The front of this book was reserved for girls’ names, the back for boys’. She had meticulously recorded her favourites, along with their meanings and ethnic origins. Today, she was narrowing down the choices. They’d been given such plain-jane names in her family, she was determined to find something original, but dignified. Research and contemplation were ingrained in her nature, but Janet believed that, in the end, the baby’s name would only be revealed once it was in her arms, gazing up into her face.
Looking back, Janet was glad that she had waited to start her family. She had worked hard at her accounting career and was now more than ready to make the sacrifices necessary for this child. The baby would be the centre of her
world—not an afterthought, or an obligation, or yet another checkmark on her life’s To-Do list. Always wise with money, Janet had scrimped and saved, investing shrewdly. She would be a stay-at-home mom.

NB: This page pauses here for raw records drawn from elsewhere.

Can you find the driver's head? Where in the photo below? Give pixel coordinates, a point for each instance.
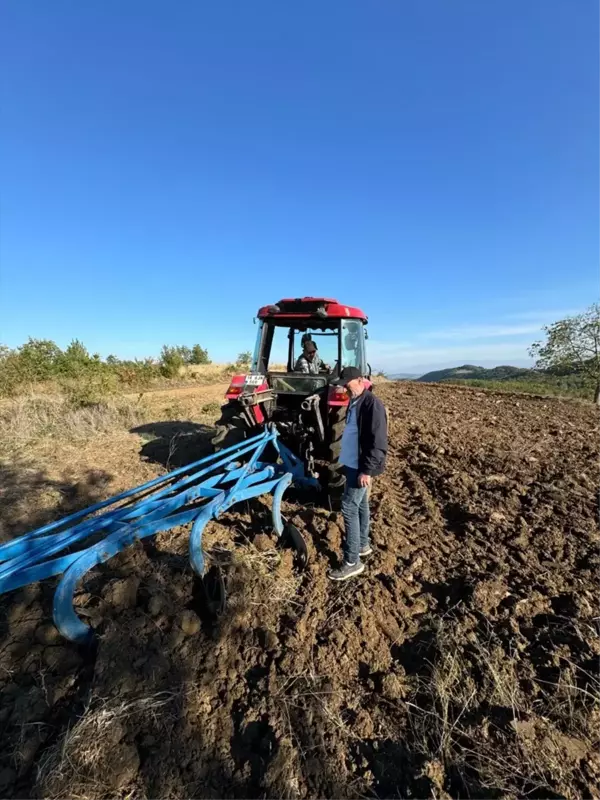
(310, 348)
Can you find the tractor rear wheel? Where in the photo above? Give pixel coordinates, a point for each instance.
(337, 423)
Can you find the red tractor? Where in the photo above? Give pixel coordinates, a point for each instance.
(308, 409)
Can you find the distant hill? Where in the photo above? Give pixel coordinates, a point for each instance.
(471, 372)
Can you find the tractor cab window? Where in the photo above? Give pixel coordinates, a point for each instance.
(353, 345)
(326, 342)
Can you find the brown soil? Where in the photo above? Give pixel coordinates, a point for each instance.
(465, 662)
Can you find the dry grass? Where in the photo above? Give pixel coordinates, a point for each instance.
(90, 760)
(31, 417)
(471, 714)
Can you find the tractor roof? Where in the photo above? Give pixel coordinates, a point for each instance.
(320, 308)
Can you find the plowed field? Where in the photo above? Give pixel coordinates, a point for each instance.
(464, 662)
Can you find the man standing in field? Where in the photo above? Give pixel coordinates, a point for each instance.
(363, 454)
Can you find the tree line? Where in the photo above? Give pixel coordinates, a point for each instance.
(40, 360)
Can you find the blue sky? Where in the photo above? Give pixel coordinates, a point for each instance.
(166, 168)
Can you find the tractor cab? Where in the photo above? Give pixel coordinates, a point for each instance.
(308, 409)
(337, 331)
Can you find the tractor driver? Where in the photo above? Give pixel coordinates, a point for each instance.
(309, 362)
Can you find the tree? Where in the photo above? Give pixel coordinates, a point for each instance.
(199, 355)
(244, 358)
(573, 345)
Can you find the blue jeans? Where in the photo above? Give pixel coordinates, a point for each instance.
(355, 510)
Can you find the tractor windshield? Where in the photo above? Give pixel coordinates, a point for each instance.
(279, 346)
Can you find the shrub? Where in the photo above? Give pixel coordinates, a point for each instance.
(199, 355)
(244, 359)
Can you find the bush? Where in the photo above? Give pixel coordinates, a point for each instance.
(85, 377)
(199, 355)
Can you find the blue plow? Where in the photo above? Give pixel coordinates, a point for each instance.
(194, 493)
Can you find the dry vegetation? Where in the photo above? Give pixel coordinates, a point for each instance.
(464, 664)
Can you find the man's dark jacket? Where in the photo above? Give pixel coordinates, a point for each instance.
(371, 418)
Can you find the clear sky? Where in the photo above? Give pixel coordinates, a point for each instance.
(167, 167)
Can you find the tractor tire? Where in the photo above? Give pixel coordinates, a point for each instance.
(337, 423)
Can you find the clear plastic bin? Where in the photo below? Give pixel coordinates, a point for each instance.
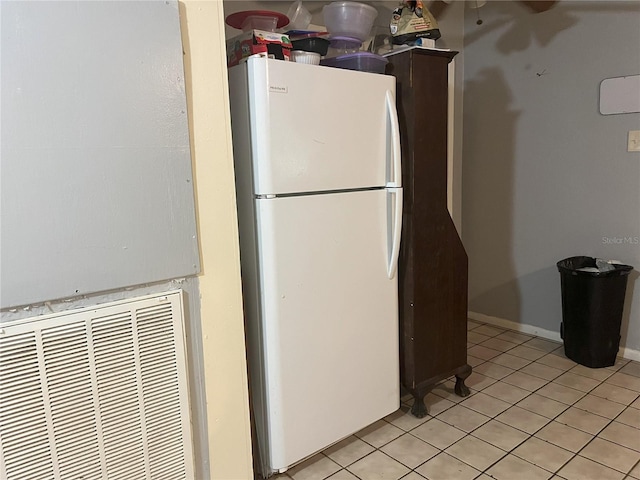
(361, 61)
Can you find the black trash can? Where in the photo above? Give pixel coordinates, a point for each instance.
(592, 304)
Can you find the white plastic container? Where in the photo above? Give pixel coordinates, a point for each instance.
(300, 56)
(349, 19)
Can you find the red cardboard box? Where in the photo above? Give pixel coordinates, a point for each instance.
(254, 42)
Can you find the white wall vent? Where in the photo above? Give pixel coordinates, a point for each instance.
(97, 393)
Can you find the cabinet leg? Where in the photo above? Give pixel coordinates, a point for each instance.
(461, 389)
(419, 409)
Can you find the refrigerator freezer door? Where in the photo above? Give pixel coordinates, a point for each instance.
(330, 318)
(316, 128)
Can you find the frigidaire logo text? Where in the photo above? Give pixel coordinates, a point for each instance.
(621, 240)
(276, 89)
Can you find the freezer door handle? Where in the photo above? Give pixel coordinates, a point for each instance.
(395, 194)
(396, 165)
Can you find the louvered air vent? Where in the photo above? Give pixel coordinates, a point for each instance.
(97, 393)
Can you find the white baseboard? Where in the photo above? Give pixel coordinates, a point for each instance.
(624, 352)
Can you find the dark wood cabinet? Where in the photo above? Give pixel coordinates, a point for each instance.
(433, 263)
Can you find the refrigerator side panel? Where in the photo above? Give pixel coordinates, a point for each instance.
(330, 319)
(252, 303)
(319, 128)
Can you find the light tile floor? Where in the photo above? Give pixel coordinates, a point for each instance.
(532, 414)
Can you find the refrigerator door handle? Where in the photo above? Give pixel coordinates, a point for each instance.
(396, 154)
(397, 230)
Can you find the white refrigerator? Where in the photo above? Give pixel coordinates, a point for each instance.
(318, 179)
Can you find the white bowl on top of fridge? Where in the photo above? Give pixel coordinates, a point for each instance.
(300, 56)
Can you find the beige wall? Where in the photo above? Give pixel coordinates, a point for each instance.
(221, 301)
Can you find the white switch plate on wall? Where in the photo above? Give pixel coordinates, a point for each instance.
(633, 144)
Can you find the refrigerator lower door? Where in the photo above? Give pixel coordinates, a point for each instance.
(329, 319)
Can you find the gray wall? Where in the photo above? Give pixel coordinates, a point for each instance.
(545, 175)
(96, 187)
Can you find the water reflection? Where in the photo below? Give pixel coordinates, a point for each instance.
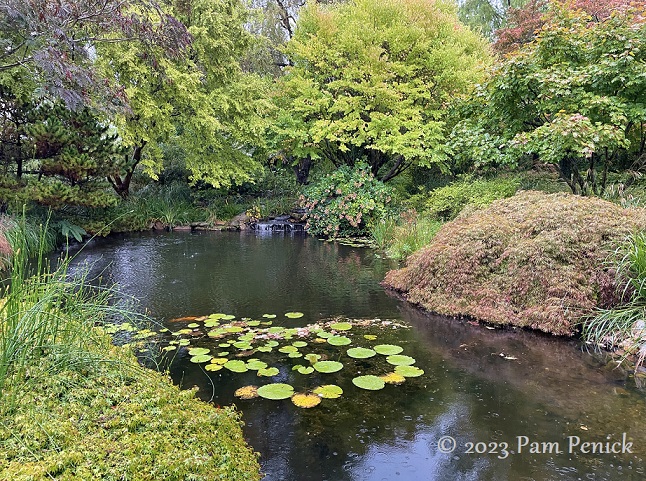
(479, 386)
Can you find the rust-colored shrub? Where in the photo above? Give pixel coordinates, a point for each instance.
(534, 260)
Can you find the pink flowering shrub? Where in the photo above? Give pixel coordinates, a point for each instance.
(346, 202)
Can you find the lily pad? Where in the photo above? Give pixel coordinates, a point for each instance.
(341, 326)
(399, 360)
(328, 366)
(201, 358)
(246, 392)
(388, 349)
(339, 341)
(236, 365)
(371, 383)
(276, 391)
(329, 391)
(361, 352)
(393, 378)
(409, 371)
(256, 365)
(303, 400)
(268, 372)
(197, 351)
(288, 349)
(312, 358)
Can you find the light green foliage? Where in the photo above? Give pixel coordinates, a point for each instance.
(370, 81)
(446, 202)
(486, 16)
(346, 202)
(573, 98)
(202, 103)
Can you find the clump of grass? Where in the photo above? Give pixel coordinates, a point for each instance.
(399, 239)
(624, 325)
(534, 260)
(44, 313)
(73, 406)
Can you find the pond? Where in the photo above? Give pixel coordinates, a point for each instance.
(517, 405)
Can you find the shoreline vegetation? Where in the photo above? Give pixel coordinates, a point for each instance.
(75, 406)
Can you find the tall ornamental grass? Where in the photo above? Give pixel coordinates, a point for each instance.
(47, 313)
(624, 325)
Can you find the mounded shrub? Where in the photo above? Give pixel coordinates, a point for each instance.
(346, 202)
(534, 260)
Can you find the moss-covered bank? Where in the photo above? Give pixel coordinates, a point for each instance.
(534, 260)
(117, 421)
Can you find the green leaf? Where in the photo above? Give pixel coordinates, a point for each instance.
(329, 391)
(360, 352)
(400, 360)
(408, 371)
(387, 349)
(276, 391)
(328, 366)
(339, 341)
(371, 383)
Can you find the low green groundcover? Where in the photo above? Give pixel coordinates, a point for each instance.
(118, 421)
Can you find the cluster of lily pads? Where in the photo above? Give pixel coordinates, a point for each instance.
(235, 342)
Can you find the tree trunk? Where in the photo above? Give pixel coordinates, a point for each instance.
(302, 170)
(121, 184)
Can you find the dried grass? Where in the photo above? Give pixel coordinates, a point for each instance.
(534, 260)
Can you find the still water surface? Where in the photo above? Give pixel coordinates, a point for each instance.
(472, 389)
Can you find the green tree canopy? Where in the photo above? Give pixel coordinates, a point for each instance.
(371, 80)
(203, 103)
(574, 98)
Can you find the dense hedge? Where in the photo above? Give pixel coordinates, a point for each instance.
(534, 260)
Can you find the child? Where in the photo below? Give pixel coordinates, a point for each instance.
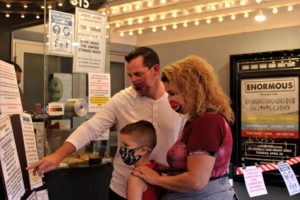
(138, 139)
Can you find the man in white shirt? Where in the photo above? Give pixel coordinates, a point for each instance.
(146, 99)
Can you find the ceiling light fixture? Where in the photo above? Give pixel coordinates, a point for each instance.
(290, 8)
(260, 17)
(153, 14)
(275, 10)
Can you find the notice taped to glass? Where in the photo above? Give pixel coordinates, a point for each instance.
(269, 119)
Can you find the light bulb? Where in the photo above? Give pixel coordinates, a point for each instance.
(275, 10)
(290, 8)
(260, 17)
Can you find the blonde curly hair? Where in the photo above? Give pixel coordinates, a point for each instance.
(197, 82)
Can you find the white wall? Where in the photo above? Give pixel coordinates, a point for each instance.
(216, 50)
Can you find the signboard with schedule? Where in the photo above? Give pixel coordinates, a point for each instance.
(265, 95)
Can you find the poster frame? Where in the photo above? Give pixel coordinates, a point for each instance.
(237, 74)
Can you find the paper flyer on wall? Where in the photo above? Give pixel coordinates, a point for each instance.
(289, 178)
(10, 100)
(30, 148)
(98, 90)
(90, 34)
(10, 163)
(61, 29)
(99, 93)
(254, 181)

The phone rang. After some frenzied groping under the sofa cushions, Janet came up with the cordless. “Hello?” she gasped.

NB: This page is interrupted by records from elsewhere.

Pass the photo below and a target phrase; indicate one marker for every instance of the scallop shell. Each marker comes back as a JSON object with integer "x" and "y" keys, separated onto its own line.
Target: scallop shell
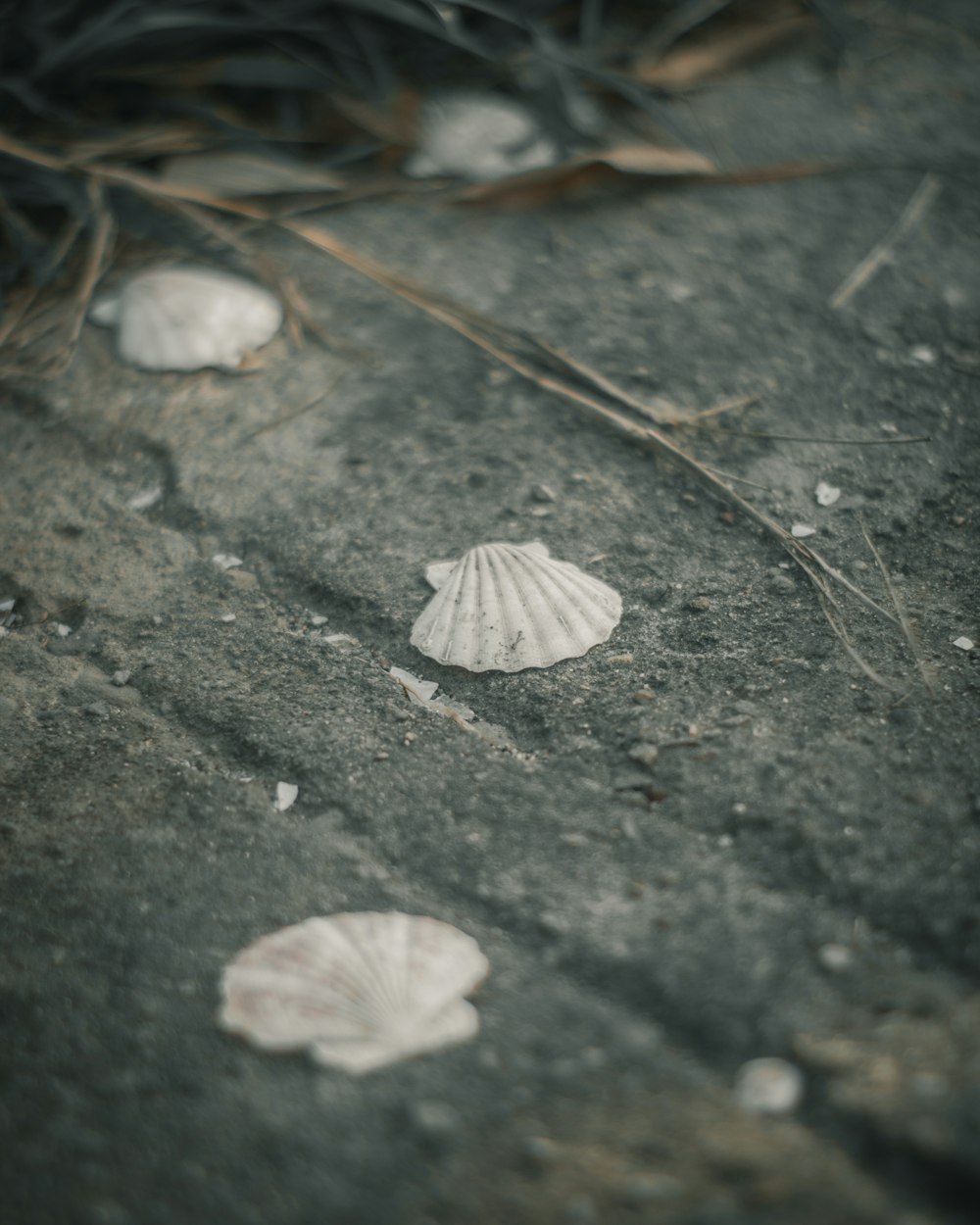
{"x": 509, "y": 607}
{"x": 358, "y": 990}
{"x": 479, "y": 137}
{"x": 186, "y": 318}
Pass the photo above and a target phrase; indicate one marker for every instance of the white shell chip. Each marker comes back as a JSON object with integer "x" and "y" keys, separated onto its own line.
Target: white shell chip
{"x": 285, "y": 793}
{"x": 826, "y": 494}
{"x": 358, "y": 990}
{"x": 768, "y": 1087}
{"x": 187, "y": 318}
{"x": 480, "y": 137}
{"x": 509, "y": 607}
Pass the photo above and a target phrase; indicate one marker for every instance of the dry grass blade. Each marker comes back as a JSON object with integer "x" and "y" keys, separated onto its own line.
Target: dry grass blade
{"x": 907, "y": 628}
{"x": 64, "y": 319}
{"x": 719, "y": 50}
{"x": 493, "y": 341}
{"x": 882, "y": 253}
{"x": 641, "y": 162}
{"x": 245, "y": 174}
{"x": 525, "y": 356}
{"x": 837, "y": 442}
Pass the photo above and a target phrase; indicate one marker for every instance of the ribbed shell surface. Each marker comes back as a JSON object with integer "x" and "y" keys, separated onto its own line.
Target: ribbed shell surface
{"x": 358, "y": 990}
{"x": 187, "y": 318}
{"x": 509, "y": 607}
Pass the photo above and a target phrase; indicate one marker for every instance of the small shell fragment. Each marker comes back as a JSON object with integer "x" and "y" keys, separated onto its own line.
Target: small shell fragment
{"x": 187, "y": 318}
{"x": 768, "y": 1087}
{"x": 285, "y": 797}
{"x": 509, "y": 607}
{"x": 479, "y": 137}
{"x": 359, "y": 991}
{"x": 826, "y": 494}
{"x": 146, "y": 499}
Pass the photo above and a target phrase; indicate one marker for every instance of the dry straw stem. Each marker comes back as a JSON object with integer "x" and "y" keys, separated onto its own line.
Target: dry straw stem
{"x": 907, "y": 628}
{"x": 540, "y": 363}
{"x": 912, "y": 214}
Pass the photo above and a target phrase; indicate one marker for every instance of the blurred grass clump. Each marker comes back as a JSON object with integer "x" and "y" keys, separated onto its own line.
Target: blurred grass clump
{"x": 133, "y": 117}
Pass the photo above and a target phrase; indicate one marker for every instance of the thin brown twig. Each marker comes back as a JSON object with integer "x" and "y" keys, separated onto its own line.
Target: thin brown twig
{"x": 464, "y": 322}
{"x": 837, "y": 442}
{"x": 882, "y": 251}
{"x": 496, "y": 341}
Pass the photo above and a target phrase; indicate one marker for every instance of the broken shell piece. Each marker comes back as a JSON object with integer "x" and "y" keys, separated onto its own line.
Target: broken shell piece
{"x": 146, "y": 499}
{"x": 285, "y": 797}
{"x": 509, "y": 607}
{"x": 187, "y": 318}
{"x": 479, "y": 137}
{"x": 826, "y": 494}
{"x": 417, "y": 690}
{"x": 768, "y": 1087}
{"x": 358, "y": 990}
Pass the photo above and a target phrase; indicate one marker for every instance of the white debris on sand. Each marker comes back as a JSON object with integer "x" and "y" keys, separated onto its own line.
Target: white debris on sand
{"x": 826, "y": 494}
{"x": 342, "y": 641}
{"x": 768, "y": 1087}
{"x": 146, "y": 499}
{"x": 285, "y": 797}
{"x": 422, "y": 694}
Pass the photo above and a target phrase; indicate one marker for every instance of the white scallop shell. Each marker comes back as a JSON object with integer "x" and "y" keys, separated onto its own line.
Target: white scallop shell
{"x": 479, "y": 137}
{"x": 509, "y": 607}
{"x": 358, "y": 990}
{"x": 186, "y": 318}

“Hey, Jan, just checking in on you.” It was her sister-in-law. “How’s it going?”
It seemed to Janet that Marie had assumed the role of unpaid, and unsolicited, mid-wife. Marie acted like there was some sort of karmic connection between them ever since Janet had been present for the birth of her third baby, and Marie had continued to draw Janet into the minutiae of child development and infant achievements.
“About the same. How are the kids?” Janet could make out the sound of Sesame Street, drumming and the wails of at least one toddler.
“About the same!” Marie laughed. “How’d it go with old Doc Weatherly today? I still can’t believe that you go to him after he made that crack last year about your eggs getting old. ‘Use ’em or lose ’em!’—he should talk. Wasn’t he in training pants when Queen Victoria was crowned?”
“My appointment’s not till after lunch,” Janet said. “You should relax, Marie.”
“Me? Relax?”
Janet had to hold the phone away from her ear to protect it from the familiar shriek.
Without taking a breath, Marie continued. “I’m not the one having a baby out of wedlock at the grand age of forty-one, missy. I still don’t understand why you didn’t consider adoption.”
“I considered it, but I’d be waiting in line behind all the married couples. Talk about having Methuselah for a mother.”
“Not adopting, you ninny, giving it up for adoption.”
Tears stung Janet’s eyes. Marie mistook her silence as a licence to continue.
“It’s not like you couldn’t have married, if you’d set your mind to it. You had some boyfriends. You just scared them all off with your overwhelming desire to have kids. John says guys can smell that desperation vibe a mile away.”